Stéphane Freiss : C’est celui, quand vous êtes petit, qu’on invite à un dîner de famille et à qui tout le monde pose des questions. Vous ne savez pas qui il est ni d’où il vient, mais vous comprenez qu’il a fait quelque chose d’important. Et puis tout à coup, au milieu de la conversation, il tourne la tête, pose un regard sur vous et sans dire un mot, vous impulse une force qui vous portera peut être toute la vie. Quand Romain Gary quitte l’hôpital Saint-Antoine où sa mère est en train de mourir – ce qu’il ignore alors – il y a entre eux ce dernier regard ; celui qui l’a tenu vivant alors qu’il faisait la guerre. Et bien il y a de ça dans l’exemple que je viens de vous livrer.
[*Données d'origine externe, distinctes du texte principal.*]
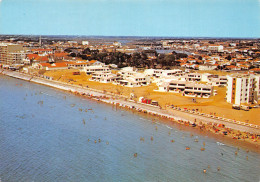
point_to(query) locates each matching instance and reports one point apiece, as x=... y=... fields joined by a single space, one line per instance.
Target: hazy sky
x=197 y=18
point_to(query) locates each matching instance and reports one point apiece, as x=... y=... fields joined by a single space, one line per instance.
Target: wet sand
x=165 y=116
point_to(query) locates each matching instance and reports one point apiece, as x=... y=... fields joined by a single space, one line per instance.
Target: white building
x=192 y=77
x=135 y=80
x=104 y=77
x=159 y=73
x=187 y=88
x=93 y=69
x=243 y=89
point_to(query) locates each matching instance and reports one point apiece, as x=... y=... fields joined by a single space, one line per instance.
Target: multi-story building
x=11 y=53
x=187 y=88
x=243 y=89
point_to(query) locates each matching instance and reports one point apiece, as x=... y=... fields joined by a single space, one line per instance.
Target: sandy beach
x=236 y=132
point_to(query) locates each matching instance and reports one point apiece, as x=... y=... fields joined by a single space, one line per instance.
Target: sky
x=171 y=18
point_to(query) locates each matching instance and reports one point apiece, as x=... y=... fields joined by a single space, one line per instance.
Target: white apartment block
x=92 y=69
x=192 y=77
x=135 y=80
x=243 y=89
x=159 y=73
x=187 y=88
x=104 y=77
x=11 y=53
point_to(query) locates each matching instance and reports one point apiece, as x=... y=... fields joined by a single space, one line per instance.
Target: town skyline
x=199 y=18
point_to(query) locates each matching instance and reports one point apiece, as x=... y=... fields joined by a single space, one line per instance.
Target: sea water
x=51 y=135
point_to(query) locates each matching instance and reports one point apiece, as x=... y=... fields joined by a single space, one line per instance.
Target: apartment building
x=11 y=53
x=104 y=77
x=243 y=89
x=135 y=80
x=92 y=69
x=187 y=88
x=192 y=77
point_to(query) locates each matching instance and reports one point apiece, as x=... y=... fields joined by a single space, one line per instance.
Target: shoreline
x=236 y=134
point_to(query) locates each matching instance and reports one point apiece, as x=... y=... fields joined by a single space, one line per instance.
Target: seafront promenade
x=178 y=115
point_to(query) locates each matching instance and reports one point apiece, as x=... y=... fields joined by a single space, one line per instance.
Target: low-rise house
x=187 y=88
x=92 y=69
x=77 y=65
x=53 y=66
x=191 y=77
x=135 y=80
x=104 y=77
x=208 y=67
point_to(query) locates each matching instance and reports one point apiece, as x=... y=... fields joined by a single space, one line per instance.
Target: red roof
x=42 y=58
x=54 y=65
x=32 y=56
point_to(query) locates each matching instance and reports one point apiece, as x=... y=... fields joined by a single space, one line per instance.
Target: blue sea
x=50 y=135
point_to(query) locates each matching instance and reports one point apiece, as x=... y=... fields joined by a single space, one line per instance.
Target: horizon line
x=134 y=36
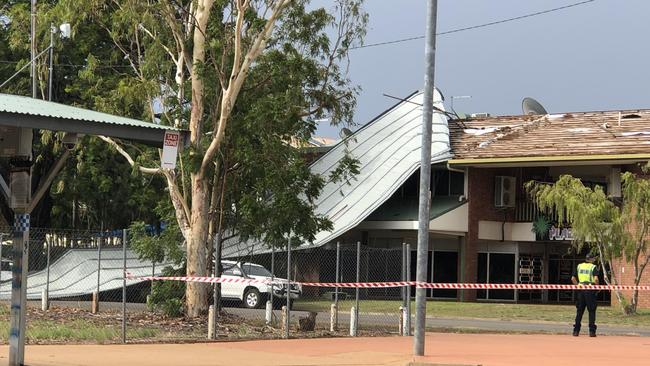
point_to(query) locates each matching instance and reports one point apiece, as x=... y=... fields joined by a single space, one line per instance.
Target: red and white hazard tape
x=453 y=286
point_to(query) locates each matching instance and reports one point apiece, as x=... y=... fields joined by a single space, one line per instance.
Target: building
x=481 y=219
x=500 y=154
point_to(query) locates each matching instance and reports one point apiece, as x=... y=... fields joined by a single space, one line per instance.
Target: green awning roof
x=402 y=209
x=19 y=111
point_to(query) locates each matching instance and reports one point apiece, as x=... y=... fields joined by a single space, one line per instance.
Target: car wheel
x=252 y=298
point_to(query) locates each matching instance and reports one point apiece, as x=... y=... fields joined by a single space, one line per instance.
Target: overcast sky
x=590 y=57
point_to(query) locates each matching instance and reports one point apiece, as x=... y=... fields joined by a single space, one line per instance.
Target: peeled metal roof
x=388 y=151
x=75 y=274
x=553 y=135
x=20 y=111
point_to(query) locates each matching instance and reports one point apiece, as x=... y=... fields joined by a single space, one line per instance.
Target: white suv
x=254 y=295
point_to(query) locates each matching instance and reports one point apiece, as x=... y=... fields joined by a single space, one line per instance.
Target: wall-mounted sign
x=170 y=150
x=557 y=233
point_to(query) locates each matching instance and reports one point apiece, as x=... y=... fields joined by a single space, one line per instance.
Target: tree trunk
x=196 y=294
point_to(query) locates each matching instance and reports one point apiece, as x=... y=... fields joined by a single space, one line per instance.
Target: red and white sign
x=170 y=149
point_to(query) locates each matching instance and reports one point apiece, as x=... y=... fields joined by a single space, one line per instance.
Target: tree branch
x=128 y=157
x=230 y=95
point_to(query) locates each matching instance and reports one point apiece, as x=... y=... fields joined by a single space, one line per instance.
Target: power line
x=394 y=41
x=476 y=26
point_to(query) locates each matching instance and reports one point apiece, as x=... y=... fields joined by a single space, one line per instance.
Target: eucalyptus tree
x=617 y=233
x=248 y=78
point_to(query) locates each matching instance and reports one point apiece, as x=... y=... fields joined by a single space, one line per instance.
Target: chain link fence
x=77 y=292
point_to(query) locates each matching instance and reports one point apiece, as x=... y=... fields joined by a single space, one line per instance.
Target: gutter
x=529 y=159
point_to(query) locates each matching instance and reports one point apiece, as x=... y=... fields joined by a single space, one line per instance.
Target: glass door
x=496 y=268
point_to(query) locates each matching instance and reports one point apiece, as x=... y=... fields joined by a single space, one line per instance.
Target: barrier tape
x=453 y=286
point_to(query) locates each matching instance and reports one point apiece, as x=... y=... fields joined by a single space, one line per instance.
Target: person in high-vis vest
x=585 y=273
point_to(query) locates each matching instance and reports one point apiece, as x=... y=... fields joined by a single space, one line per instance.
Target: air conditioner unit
x=480 y=115
x=20 y=187
x=614 y=183
x=15 y=142
x=504 y=191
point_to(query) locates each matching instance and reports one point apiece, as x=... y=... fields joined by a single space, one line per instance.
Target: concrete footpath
x=441 y=349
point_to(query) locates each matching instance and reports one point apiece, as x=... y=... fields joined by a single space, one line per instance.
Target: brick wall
x=626 y=277
x=480 y=197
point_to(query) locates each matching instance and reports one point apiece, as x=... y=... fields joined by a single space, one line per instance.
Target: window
x=447 y=183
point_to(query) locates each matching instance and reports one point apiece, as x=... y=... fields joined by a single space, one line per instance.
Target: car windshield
x=255 y=270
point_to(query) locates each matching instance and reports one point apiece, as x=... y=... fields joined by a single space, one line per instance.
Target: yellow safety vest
x=586 y=273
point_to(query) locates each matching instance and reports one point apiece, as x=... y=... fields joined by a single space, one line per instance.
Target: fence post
x=408 y=289
x=336 y=289
x=285 y=322
x=47 y=276
x=288 y=293
x=124 y=286
x=271 y=286
x=356 y=318
x=353 y=322
x=211 y=324
x=1 y=237
x=216 y=288
x=99 y=266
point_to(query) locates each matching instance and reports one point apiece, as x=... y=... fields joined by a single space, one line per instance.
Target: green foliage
x=166 y=246
x=611 y=231
x=593 y=218
x=541 y=225
x=167 y=296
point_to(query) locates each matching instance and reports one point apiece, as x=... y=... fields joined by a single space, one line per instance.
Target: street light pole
x=49 y=78
x=33 y=48
x=425 y=178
“La promesse de l’aube” est l’histoire d’un amour filial hors-norme. Qu’est-ce que cela vous a enseigné sur votre relation avec votre mère ?

Stéphane Freiss : Cela réveille encore par moment un sentiment d’indulgence vis-à vis de certaines choses sur lesquelles j’ai été probablement critique et un peu définitif. Or je me suis rendu compte que, finalement, on n’a rien à gagner à ça.

Quelles leçons tirez-vous de cette aventure ?

Stéphane Freiss : Quand on touche à des auteurs qui sont devenus des icônes de la littérature, on n’ose plus trop bouger entre les lignes, de peur de faire mal. Or Romain Gary avait tout le temps cette envie qu’on remette en question les choses. Et c’est justement un pan sur lequel je construis ma réflexion quotidienne. La certitude est notre plus grand ennemi. Même si Romain Gary assène beaucoup de vérités avec l’impression d’être d’une grande certitude, il l’a remise perpétuellement en jeu. Et lorsqu’il n’a plus réussi à le faire – parce qu’il était encerclé par lui-même et par son passé –  il s’est donné la mort.

La mise en scène de ce spectacle est très épurée. Était-ce une volonté de votre part ?

Stéphane Freiss : Absolument car c’est une lecture, pas une pièce de théâtre. Ma responsabilité consiste à incarner cette lecture. Les spectateurs me disent chaque soir avoir vu bouger, respirer, jouer, parler les différents personnages de cette oeuvre à travers mon jeu. C’est important car je ne peux pas leur donner plus et en même temps, je ne sais pas faire autrement que jouer. Je suis un joueur et un séducteur. Je le sais, on ne se refait pas ! De ce point de vue, je me sens une filiation, une attache particulière avec Romain Gary qui était également joueur et séducteur.

La lecture constitue-t-elle un exercice singulier pour un comédien ?

Stéphane Freiss : La lecture reste une manière de jouer. Cet exercice m’a permis de faire entendre qu’un mot porte en lui l’infini des possibles. Tous les jours, j’en prononce certains différemment juste pour tenter une expérience. Un grand auteur ne met jamais un mot par hasard dans un texte.  Et bien pour un acteur, le mot est à jouer. Et ce qui est avant ou après est à vivre. Dans ce spectacle, je vis une heure et quart avec Romain Gary ; à l’intérieur de Romain Gary. Par moment, j’ai l’impression qu’une petite chose miraculeuse réveille des événements que je n’ai pas vécu mais qui sont d’une telle sensibilité, d’une telle douleur aussi, que je le remercie de me faire goûter à cela avant d’avoir à le vivre moi-même, quand le temps de la disparition de ma mère arrivera…

Après avoir incarné Romain Gary, Stéphane Freiss a-t-il acquis un petit supplément d’âme ?

Stéphane Freiss : C’est la vie qui me le dira ! Si elle ne me récompense pas, au moins elle m’aura donné l’occasion de faire cela…

  • Stéphane Freiss “La promesse de l’aube” de Romain Gary. Théâtre de l’Atelier, 1 place Charles Dullin, 75018 Paris – jusqu’au 15 novembre.